Klochkova, T. A. ; Shin YoonJu ; Moon KyoungHyoun ; Motomura, T. ; Kim GwangHoon

Journal of Applied Phycology 2016 Vol 28 No. 1 pp. 73-83;


Pyropia (Porphyra) sea farms are plagued with many diseases, similar to a land crop field. Olpidiopsis disease has been one of the most serious diseases causing multimillion dollars of economic loss every year. From 3 years of epidemiological studies in Pyropia sea farms, we found that the pathogen of Olpidiopsis disease in Korea is different from the oomycete, Olpidiopsis porphyrae, which is known to infect the commercially cultivated Pyropia yezoensis in Japan.
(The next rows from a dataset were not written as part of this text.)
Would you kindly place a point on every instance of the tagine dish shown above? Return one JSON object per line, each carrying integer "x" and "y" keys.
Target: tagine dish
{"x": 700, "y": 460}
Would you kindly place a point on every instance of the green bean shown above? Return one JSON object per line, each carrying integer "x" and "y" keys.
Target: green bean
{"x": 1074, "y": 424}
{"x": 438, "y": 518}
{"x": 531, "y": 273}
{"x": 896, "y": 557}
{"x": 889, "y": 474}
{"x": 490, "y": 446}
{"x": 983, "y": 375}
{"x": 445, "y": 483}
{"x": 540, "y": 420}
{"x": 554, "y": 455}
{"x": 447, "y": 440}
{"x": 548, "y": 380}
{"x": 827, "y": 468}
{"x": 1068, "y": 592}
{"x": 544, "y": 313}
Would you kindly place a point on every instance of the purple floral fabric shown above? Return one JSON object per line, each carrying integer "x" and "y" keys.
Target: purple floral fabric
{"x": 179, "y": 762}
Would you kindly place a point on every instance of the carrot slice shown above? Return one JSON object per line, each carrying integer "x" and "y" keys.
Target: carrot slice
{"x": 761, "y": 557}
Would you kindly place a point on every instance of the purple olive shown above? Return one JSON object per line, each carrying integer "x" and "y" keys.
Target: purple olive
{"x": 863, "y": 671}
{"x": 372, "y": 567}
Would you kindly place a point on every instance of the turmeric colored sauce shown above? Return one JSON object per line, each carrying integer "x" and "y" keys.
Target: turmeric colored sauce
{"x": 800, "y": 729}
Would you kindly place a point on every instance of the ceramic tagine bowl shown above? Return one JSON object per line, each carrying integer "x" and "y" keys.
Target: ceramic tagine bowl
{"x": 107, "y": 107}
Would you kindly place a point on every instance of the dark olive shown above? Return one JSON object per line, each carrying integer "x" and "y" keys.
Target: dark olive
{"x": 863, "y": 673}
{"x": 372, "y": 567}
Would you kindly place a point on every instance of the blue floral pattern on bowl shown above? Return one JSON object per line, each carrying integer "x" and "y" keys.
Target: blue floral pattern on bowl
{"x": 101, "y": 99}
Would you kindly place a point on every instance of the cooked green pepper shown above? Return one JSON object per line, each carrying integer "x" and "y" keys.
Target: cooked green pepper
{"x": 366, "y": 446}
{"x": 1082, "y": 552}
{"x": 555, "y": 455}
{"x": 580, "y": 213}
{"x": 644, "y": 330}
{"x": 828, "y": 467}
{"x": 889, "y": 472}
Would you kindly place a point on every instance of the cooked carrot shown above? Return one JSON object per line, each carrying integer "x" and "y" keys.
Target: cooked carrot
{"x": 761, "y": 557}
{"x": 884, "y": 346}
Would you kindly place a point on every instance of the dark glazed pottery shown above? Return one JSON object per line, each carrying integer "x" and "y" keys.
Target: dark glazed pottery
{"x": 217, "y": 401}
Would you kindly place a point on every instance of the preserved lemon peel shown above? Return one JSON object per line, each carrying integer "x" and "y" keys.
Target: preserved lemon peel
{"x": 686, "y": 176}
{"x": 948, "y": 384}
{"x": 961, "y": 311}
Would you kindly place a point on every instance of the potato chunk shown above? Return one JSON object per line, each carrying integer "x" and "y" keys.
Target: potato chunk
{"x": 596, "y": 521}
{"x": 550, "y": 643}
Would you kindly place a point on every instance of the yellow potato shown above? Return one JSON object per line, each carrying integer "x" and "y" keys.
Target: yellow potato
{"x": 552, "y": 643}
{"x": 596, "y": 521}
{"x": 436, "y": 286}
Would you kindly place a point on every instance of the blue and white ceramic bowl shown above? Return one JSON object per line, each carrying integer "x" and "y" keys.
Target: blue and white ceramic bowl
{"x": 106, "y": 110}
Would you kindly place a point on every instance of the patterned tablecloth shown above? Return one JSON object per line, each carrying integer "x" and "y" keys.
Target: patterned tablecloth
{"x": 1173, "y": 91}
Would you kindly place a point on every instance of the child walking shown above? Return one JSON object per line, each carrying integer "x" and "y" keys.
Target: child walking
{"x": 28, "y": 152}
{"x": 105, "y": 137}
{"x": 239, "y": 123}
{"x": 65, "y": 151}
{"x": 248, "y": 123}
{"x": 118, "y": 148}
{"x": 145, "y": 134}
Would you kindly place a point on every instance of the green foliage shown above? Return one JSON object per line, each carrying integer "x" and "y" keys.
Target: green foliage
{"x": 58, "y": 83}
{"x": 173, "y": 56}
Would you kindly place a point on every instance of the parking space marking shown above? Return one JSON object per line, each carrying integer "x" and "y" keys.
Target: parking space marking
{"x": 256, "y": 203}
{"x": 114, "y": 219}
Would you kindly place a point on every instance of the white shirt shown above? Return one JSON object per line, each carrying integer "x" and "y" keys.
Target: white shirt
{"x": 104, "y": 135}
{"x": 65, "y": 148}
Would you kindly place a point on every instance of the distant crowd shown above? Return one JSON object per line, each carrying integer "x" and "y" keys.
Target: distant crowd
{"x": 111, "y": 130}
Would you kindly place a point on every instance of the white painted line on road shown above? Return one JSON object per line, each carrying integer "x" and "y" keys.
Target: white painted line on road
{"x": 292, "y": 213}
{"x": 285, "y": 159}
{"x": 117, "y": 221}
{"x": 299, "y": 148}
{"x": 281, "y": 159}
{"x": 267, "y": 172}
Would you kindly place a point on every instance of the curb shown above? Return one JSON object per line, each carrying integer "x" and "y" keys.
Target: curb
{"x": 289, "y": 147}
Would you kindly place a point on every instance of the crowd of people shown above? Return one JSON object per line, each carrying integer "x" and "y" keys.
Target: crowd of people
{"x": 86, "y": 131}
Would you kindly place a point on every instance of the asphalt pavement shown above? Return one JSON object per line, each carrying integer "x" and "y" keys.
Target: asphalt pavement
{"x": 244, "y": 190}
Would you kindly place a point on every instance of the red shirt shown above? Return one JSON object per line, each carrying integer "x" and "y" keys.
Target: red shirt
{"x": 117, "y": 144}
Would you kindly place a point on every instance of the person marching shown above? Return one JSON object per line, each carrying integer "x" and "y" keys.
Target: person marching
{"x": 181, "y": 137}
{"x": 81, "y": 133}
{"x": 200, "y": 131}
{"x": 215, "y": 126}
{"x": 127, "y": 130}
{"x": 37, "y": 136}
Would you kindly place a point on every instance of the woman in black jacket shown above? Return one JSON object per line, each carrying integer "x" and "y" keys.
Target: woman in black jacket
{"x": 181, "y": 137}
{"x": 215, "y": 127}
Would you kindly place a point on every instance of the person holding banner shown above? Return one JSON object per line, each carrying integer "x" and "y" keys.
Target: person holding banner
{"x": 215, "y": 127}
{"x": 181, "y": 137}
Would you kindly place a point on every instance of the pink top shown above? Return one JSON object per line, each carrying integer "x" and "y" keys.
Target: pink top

The Korean species showed a clearly different small subunit (SSU) 18S rRNA sequence (90.4% identity) and lacked four intron-like insertions, which are present in O. porphyrae. We therefore established a new species named Olpidiopsis pyropiae. The infection process and asexual life history of O. pyropiae were similar to O. porphyrae. Infection started when zoospores attached to the surface of Pyropia blade, lost flagella, and produced thin germ tubes that penetrated the cell walls of the host. Spherical multinucleate thalli developed within the cytoplasm of its algal host, which grew into mature sporangia within the next 2 days. The shape and size of sporangium was similar to that of the Japanese species, except for longer discharge tubes in O. pyropiae. Transmission electron microscopy revealed the presence of K-body-like organelles with tubular inclusions located close to the nucleus, which is one of the key characters of the genus. However, phylogenetic analysis based on SSU ribosomal RNA (rRNA) gene data showed a loose affinity of the Korean species with the other marine Olpidiopsis spp.